The Most Dated Fella
15 January 2001 | by See all my reviews

Pretty darn grown-up for its day, this atmospheric adaptation of the Pulitzer Prize-winning play has waitress Lombard wooed by immigrant winegrower Laughton, becoming his mail-order bride, having an affair with ranch foreman Gargan, carrying his child, and being forgiven for it. (In this version, though, she has to go off and do some Breen Office penance first.) It's one of the very few dramas made under the Production Code where the unwed mother doesn't contract a fatal disease, die in a car crash, or plunge herself off a cliff.
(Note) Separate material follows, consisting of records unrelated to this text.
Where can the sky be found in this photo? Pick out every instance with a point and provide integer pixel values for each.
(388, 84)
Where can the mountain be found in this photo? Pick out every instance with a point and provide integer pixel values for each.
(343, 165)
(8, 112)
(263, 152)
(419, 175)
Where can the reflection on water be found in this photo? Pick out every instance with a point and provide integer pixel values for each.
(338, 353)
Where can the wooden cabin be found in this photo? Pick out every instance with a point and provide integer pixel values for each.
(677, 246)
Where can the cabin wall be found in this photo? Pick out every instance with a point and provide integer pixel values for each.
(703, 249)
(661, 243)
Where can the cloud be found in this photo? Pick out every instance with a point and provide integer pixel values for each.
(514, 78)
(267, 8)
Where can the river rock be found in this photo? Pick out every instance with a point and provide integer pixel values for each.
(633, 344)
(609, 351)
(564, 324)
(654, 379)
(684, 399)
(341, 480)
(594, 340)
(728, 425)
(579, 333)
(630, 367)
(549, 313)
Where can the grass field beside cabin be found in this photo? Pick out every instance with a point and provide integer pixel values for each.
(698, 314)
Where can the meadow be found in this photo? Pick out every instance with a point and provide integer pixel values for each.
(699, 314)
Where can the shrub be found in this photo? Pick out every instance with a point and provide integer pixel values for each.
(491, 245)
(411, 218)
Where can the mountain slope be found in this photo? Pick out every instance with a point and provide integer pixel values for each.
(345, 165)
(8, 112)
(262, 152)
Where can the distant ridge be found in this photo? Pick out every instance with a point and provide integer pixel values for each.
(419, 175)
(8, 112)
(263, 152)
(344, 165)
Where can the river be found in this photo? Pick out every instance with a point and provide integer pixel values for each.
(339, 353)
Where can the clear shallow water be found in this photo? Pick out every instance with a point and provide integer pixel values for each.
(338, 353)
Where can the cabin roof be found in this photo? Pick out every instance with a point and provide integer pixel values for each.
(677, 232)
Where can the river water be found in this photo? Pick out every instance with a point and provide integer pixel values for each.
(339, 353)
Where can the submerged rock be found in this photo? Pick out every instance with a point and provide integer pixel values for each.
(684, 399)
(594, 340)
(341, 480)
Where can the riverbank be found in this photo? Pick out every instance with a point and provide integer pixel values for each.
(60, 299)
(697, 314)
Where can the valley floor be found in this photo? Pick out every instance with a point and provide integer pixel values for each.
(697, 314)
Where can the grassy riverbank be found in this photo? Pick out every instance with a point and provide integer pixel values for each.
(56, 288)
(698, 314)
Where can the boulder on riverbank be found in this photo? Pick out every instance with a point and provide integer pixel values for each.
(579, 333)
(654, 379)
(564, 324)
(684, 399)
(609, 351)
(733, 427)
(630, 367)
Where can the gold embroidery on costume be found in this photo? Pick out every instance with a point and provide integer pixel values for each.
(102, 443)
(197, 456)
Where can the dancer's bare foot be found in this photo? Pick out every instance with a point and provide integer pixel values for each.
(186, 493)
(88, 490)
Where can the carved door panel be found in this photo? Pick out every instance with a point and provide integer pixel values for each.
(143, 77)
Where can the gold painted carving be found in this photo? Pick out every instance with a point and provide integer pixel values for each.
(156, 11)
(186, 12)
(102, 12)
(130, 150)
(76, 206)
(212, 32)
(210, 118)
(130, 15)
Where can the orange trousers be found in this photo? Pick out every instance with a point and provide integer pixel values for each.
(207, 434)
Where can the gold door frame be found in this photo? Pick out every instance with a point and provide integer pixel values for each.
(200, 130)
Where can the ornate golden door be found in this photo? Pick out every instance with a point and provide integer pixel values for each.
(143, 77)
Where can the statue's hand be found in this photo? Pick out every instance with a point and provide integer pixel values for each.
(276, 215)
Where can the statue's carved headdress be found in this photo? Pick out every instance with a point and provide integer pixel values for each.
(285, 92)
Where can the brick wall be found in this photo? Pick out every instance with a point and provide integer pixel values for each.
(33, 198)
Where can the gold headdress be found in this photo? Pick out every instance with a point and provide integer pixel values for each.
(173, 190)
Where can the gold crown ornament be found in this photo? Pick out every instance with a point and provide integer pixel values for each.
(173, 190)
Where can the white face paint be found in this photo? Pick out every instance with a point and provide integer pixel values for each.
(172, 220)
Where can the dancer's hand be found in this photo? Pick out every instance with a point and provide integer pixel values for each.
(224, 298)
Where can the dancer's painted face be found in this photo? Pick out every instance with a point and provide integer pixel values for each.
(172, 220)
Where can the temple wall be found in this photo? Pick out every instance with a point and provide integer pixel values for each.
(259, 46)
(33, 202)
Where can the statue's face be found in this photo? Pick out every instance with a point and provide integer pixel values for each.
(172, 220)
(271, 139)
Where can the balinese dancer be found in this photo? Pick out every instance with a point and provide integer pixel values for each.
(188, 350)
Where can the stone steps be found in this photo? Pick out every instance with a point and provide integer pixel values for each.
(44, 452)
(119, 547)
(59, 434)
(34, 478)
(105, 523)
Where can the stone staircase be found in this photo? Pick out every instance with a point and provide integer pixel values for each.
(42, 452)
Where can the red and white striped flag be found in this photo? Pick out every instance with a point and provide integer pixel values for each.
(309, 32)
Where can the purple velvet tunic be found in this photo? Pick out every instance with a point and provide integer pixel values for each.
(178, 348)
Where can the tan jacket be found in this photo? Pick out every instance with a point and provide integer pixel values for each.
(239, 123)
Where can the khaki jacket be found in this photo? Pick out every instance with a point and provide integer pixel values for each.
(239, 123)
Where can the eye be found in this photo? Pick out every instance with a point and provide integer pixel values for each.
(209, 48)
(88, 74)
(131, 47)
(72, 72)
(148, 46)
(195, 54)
Lombard, an unparalleled comedienne, gets to show off her considerable and underrated acting chops, while Laughton does an unsubtle "paisano" caricature that might have been considered great acting in its day (this, after all, was the Paul Muni wig-and-accent era) but has dated badly. Lombard smolders in her scenes with the Oscar-nominated Gargan, their adultery cleverly conveyed by director Kanin through long soulful gazes, dark shadows, and moody music. Some other welcome faces turn up in tiny roles (Karl Malden, Tom Ewell, Nestor Paiva), and the only real irritant is Frank Fay's impossibly noble priest, lit from behind like a madonna and forever mouthing holier-than-thou "God is smiling on us" dialogue. You want to smack him one.

Stage musical fans who want to see how Frank Loesser's great "The Most Happy Fella" plays without music will be pleased to observe how faithful he was to the source material, and the characters' emotions really do sing here. It's a fast and unpretentious little film, and another reminder (as if we needed it) of how badly we were robbed by Lombard's early death.